Brexit is very much back on the agenda with a bump as EU diplomats explained their irritation at the UK’s stance, slightly dismissing it as ‘muscle-flexing’ and ‘self-defeating’ as talks enter the final weeks.
Two key issues remain which neither party is looking likely to make concessions over – that of access to UK fishing waters and rules regarding government intervention in struggling businesses.
In a statement on Facebook, Johnson stated that: “We are now entering the final phase of our negotiations with the EU.
“The EU have been very clear about the timetable. I am too. There needs to be an agreement with our European friends by the time of the European Council on 15 October if it’s going to be in force by the end of the year. So there is no sense in thinking about timelines that go beyond that point. If we can’t agree by then, then I do not see that there will be a free trade agreement between us, and we should both accept that and move on.
“We will then have a trading arrangement with the EU like Australia’s. I want to be absolutely clear that, as we have said right from the start, that would be a good outcome for the UK. As a Government we are preparing, at our borders and at our ports, to be ready for it. We will have full control over our laws, our rules, and our fishing waters. We will have the freedom to do trade deals with every country in the world. And we will prosper mightily as a result.
“We will of course always be ready to talk to our EU friends even in these circumstances. We will be ready to find sensible accommodations on practical issues such as flights, lorry transport, or scientific cooperation, if the EU wants to do that. Our door will never be closed and we will trade as friends and partners – but without a free trade agreement.
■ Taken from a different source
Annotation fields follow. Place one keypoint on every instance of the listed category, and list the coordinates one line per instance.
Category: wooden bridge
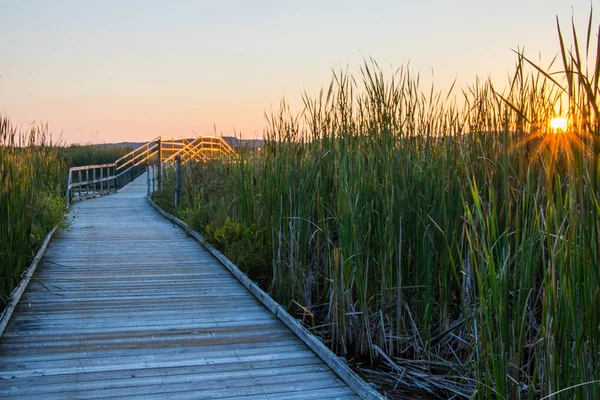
(125, 304)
“There is still an agreement to be had. We will continue to work hard in September to achieve it. It is one based on our reasonable proposal for a standard free trade agreement like the one the EU has agreed with Canada and so many others. Even at this late stage, if the EU are ready to rethink their current positions and agree this I will be delighted. But we cannot and will not compromise on the fundamentals of what it means to be an independent country to get it.”
Read more: Brexit deal ‘seems unlikely’ this year
Earlier, the UK’s lead negotiator David Frost told the Mail on Sunday that the UK was more than ready to walk away from negotiations.
“We came in after a Government and negotiating team that had blinked and had its bluff called at critical moments and the EU had learned not to take our word seriously,” he said.
“So a lot of what we are trying to do this year is to get them to realise that we mean what we say and they should take our position seriously.”